Though I’ve already weighed in on the inanity of Arte Moreno and Bud Selig threatening to suspend or terminate Gary Matthews Jr. — whom at present, has merely been accused of purchasing drugs that weren’t on MLB’s probibited substance list at the time — the New York Sun’s Tim Marchman has even less patience for the grandstanding efforts of a certain New York Daily News columnist / crap novelist.

I think that Mike Lupica of the Daily News (above) should be fired for using human growth hormone.

Do I have any proof that he’s used the stuff? No, I have to admit that I don’t. Do I have any particular reason to think the News is legally able to fire sportswriters because they use hGH? No, I again have to admit that I don’t. Still, Lupica doesn’t have any more proof that Angels outfielder Gary Matthews Jr. has used hGH than I do that Lupica has. Nor does he have any more reason to think that the Angels can void Matthews’s contract than I have to think that the Daily News can void his. Despite this, he felt free to wax ludicrous in yesterday’s paper over how Angels owner Arte Moreno is being deprived of his rights because he can’t fire Matthews, who was recently alleged to have ordered hGH over the Internet in a Sports Illustrated article.

Turnabout is fair play.

“How come Matthews has more rights than the owner here?” Lupica groaned, mourning the injustice of a legally binding contract to which both Matthews and the Angels agreed freely. “Why can’t Arte Moreno do what bosses in the real world do, and fire somebody for drugs?”

Assuming this isn’t meant rhetorically, the answer is that Matthews is protected from being fired capriciously over the fact that his name has come up in a drugtrafficking investigation because he’s represented by a union.

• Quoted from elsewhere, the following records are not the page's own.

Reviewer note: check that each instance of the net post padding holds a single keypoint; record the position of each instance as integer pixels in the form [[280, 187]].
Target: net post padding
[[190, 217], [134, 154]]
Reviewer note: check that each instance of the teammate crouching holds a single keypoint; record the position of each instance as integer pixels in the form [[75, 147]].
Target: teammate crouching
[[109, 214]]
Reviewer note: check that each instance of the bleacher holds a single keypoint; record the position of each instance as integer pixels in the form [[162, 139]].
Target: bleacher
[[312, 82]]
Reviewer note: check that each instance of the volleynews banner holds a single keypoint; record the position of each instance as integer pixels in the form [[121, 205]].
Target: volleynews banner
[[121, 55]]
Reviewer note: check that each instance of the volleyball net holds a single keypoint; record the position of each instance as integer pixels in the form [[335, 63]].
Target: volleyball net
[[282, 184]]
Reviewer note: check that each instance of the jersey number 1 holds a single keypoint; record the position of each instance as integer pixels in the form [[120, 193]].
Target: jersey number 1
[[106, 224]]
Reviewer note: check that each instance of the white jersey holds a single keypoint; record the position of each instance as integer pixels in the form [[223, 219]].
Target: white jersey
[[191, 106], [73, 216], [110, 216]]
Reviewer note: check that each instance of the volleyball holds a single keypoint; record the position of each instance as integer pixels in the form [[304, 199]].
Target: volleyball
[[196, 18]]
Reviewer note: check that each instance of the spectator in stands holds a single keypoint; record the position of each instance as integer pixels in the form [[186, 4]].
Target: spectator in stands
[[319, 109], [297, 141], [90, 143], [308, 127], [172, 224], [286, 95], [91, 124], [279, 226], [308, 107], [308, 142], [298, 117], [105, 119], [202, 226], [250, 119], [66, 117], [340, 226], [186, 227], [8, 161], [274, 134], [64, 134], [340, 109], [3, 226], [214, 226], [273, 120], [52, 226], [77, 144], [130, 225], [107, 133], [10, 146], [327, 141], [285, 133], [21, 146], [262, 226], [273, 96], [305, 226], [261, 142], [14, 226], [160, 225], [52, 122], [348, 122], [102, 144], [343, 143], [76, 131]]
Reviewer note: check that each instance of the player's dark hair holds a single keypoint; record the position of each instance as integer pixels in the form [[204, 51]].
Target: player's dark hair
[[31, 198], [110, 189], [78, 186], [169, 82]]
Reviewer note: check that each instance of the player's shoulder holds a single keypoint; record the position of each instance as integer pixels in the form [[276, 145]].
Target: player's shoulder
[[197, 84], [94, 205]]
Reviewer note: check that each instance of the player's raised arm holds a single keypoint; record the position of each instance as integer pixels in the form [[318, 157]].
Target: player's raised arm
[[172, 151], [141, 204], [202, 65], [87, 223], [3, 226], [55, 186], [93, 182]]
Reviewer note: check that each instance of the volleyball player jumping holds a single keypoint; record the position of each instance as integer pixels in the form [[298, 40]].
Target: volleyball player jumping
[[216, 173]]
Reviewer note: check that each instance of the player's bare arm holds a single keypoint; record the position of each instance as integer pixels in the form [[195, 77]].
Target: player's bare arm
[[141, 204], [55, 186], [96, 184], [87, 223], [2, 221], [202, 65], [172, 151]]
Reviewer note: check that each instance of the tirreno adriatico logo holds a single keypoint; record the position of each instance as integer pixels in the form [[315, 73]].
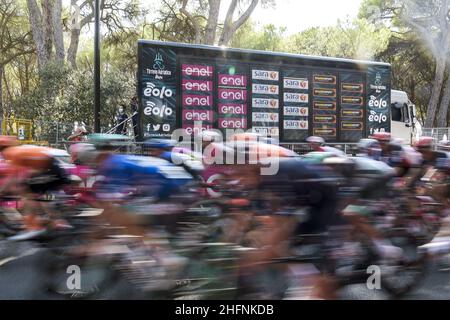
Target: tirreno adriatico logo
[[158, 63], [378, 86]]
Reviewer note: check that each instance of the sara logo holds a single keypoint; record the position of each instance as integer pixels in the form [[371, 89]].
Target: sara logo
[[158, 62], [377, 117], [377, 103], [152, 91], [153, 110]]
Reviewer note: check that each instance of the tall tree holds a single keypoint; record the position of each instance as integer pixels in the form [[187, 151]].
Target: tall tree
[[14, 38], [429, 22], [202, 19], [115, 16]]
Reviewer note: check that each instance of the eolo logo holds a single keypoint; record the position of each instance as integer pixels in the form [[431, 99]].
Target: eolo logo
[[153, 91], [153, 110]]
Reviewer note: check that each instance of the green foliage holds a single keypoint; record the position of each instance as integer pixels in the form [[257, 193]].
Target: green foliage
[[64, 96], [269, 37]]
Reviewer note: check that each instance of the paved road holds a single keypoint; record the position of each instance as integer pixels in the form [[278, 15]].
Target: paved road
[[23, 276]]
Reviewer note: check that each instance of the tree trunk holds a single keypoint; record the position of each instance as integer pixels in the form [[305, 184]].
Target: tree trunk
[[58, 36], [435, 92], [228, 21], [211, 25], [47, 20], [229, 29], [1, 93], [35, 18], [443, 108]]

Additionally, the Angels, like all baseball teams, are protected from having to employ ballplayers who enjoy this right by their own rights to not sign them and to buy out their contracts. If the unproven allegations against Matthews are so intolerable to the Angels, after all, they’re perfectly free to cut him a check for the $50 million he’s due and send him packing.

Lupica, like all people who think that the rights others have fairly negotiated are valid only so long as they don’t irritate them (a shocking number of these people write about baseball for a living), is a soft target. The problem is that people who think like this aren’t all seen foaming in the newspapers and heard raving on drive-time sports radio; some of them are wandering the halls of Congress.